Зина потянулась к кровати. Но ее сон был беспокойным. Она еще не раз вставала, подходила к окну, прислушивалась, не возникла ли у гитлеровцев какая суматоха? Думала о Володе.

В тревоге провела эту ночь и Фруза. Она даже пожалела, что запретила ребятам явиться к ней сразу после выполнения задания. Но решить по-иному она, понятно, не могла — не позволяли этого правила конспирации. И Фрузе оставалось только одно: запастись терпением и ждать.

Не зря говорится, что ждать и догонять — хуже всего. Володя, вздремнув часок, больше заснуть не смог. После восьми утра до слуха донеслось приглушенное расстоянием урчание автомашины и стрекот мотоциклов. «Никак, генерал едет», — отметил про себя Володя.
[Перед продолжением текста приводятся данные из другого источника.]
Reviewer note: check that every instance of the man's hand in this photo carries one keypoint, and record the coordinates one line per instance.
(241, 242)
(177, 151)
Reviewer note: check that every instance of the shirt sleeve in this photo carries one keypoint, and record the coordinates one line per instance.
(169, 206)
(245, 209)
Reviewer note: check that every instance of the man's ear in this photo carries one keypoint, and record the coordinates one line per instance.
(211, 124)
И снова томительно потянулись часы и минуты ожидания. По улице протарахтели порожние подводы — то гитлеровцы из сельскохозяйственной комендатуры опять выехали на грабеж окрестных деревень. Потом где-то совсем близко послышались шаги. Слегка отогнув край занавески, Володя увидел полицаев. Не проспавшиеся от вчерашней попойки, с небритыми физиономиями, пошатываясь, прошли на край деревни.
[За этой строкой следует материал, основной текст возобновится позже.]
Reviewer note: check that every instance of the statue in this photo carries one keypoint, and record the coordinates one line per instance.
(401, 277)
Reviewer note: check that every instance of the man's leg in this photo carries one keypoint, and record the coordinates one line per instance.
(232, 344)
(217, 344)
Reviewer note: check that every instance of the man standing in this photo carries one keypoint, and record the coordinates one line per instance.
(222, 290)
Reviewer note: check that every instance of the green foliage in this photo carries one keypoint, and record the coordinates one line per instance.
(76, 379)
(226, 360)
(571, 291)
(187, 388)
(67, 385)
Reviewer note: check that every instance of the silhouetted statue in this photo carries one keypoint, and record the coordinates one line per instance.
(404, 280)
Опять все стихло. На улице — ни единого прохожего. Любая встреча с фашистами могла обернуться бедой.

Наконец стрелки часов показали десять тридцать. Сердце у Володи вновь громко забилось, почти как тогда, в гараже. Сработала ли мина, с таким трудом добытая? Или, может, какая случайность помешала?

А спустя полчаса Иван Гаврилович Езовитов — отец Володи — сказал, заходя в хату: «Слышал, генерала какого-то взорвали...» А вскоре мимо Володиной хаты рысцой возвращались полицаи. К вечеру уже весь поселок знал, что машина с важным немецким генералом взлетела на воздух. Взорвавшейся миной, которую, наверное, «подложили на дорогу партизаны», убило и генерала, и всех, кто сопровождал его. Уцелели лишь два мотоциклиста — те, что ехали впереди...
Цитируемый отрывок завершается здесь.